The sharpest corner around
Peterson’s stock through the roof
In terms of pure talent and potential to be great in the NFL, many believe that cornerback Patrick Peterson is the best player available in this year’s draft.
The Louisiana State product has the body of a safety — he measured 6 feet 2 inches, 219 pounds at the NFL combine last month — but the speed and skills to cover the best receivers in the league.
As if that weren’t enough to make him a darling of scouts, he also is an explosive returner with great vision who averaged 29 yards on kickoffs and 16 yards on punts last season.
That package has him in consideration for the top overall pick, which means he could eclipse former Patriot Shawn Springs as the highest-drafted cornerback in league history. Springs went third to Seattle in 1997.
After Carolina, Denver holds the second pick, and Buffalo is third. Both the Broncos and Bills need defensive help, though they could look to the front seven first.
This time of year is all about hype and hyperbole, but in Peterson’s case, the evaluations may actually be grounded in reality.
“He’s one of those rare corners who can come in and be a very, very high pick,’’ said Titans coach Mike Munchak. “You saw what happened with the Jets and the guys they have and how important it is to have a guy [Darrelle Revis] who can take the best receiver and shut that guy down.
“We interviewed [Peterson] for 15 minutes at the combine. This guy seems special, listening to him talk about his trade and his mind-set and how he plays different coverages. He’s going to be a special player.’’
To say Peterson, a native of Pompano Beach, Fla., was impressive last year as a true junior is a bit of an understatement. He was not only the Southeastern Conference’s defensive MVP, but also the special teams MVP.
He was not only the Thorpe Award winner as college football’s top defensive back, he also took home the Bednarik Award as college football’s best defensive player. He was named first-team All-American by no fewer than seven organizations.
All of which led to Peterson declaring for the draft.
“I believe I achieved all the goals I went to LSU for, which was to win the Jim Thorpe and the Bednarik,’’ he said. “I wanted to give a push for the Heisman. I believe I left LSU in good hands with the great secondary guys they’ve got there. I just wanted to take my game to the next level and that’s to pursue an NFL career.’’
Though he’ll enter the league with a truckload of honors and expectations, it won’t be a first for Peterson.
When he walked onto campus in Baton Rouge before his freshman year, he was the reigning USA Today national high school defensive player of the year, a USA Today and Parade All-American, and a five-star prospect of the major scouting services.
Peterson played every game his first season, though he didn’t become a starter until the 10th game.
Once he got to the top of the depth chart, however, he stayed there.
As a sophomore, he had 13 pass breakups and two interceptions, one of which he returned for a touchdown.

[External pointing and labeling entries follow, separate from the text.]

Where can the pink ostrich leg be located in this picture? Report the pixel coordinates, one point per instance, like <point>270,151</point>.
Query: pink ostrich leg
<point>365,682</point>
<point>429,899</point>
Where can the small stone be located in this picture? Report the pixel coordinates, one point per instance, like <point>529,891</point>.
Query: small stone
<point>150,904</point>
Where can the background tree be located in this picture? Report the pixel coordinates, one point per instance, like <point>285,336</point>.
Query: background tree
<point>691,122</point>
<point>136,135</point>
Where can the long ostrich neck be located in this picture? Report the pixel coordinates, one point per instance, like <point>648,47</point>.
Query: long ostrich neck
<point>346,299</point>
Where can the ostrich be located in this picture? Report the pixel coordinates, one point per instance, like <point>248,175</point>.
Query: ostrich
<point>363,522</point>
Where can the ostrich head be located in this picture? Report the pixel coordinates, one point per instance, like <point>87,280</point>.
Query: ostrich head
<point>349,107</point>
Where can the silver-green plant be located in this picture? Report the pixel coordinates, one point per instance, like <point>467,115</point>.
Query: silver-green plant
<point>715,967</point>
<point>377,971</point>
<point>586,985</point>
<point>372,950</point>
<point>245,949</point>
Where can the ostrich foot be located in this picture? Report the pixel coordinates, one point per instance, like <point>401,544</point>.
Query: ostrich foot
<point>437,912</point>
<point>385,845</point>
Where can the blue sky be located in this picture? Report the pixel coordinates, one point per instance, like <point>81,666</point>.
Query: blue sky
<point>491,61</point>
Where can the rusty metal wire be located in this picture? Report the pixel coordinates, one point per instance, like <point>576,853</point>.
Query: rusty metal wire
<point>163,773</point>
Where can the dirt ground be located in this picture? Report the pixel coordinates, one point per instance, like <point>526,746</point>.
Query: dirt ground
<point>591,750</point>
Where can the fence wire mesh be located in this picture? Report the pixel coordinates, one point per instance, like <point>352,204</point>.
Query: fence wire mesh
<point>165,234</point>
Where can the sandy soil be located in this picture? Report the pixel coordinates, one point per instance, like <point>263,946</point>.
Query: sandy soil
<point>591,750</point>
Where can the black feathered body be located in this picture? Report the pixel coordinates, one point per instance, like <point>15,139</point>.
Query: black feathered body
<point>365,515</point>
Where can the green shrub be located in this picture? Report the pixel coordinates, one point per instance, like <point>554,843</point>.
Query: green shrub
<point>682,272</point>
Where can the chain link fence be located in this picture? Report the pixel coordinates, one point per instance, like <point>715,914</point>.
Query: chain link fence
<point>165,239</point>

He added another score when he returned a blocked field goal against Ole Miss.
By last fall, teams had learned not to throw Peterson’s way; he had 42 tackles and six pass breakups, plus four interceptions.
His pick of Ole Miss quarterback Jeremiah Masoli proved to be the final play of the game and preserved a 43-36 win. On special teams, his 932 kickoff-return yards set a school record.
Peterson gave up just one touchdown last year, to Alabama’s Julio Jones, who is 6-4 and also projected to be a high first-round pick.
Playing against the likes of Jones and Georgia receiver A.J. Green, another highly touted prospect, helped Peterson elevate his game, he said. He knows that in the NFL he’ll face receivers every week that are of their caliber or better.
Peterson gets high marks for his ability in man-to-man coverage, but that is the way the Tigers play in the secondary.
“I’m very comfortable playing ‘press man’ because that’s pretty much all I’ve been taught,’’ he said. “The aggressive style of play we played at LSU, you want to get after the receiver, you don’t want those guys to get the best of us, because most receivers don’t like press.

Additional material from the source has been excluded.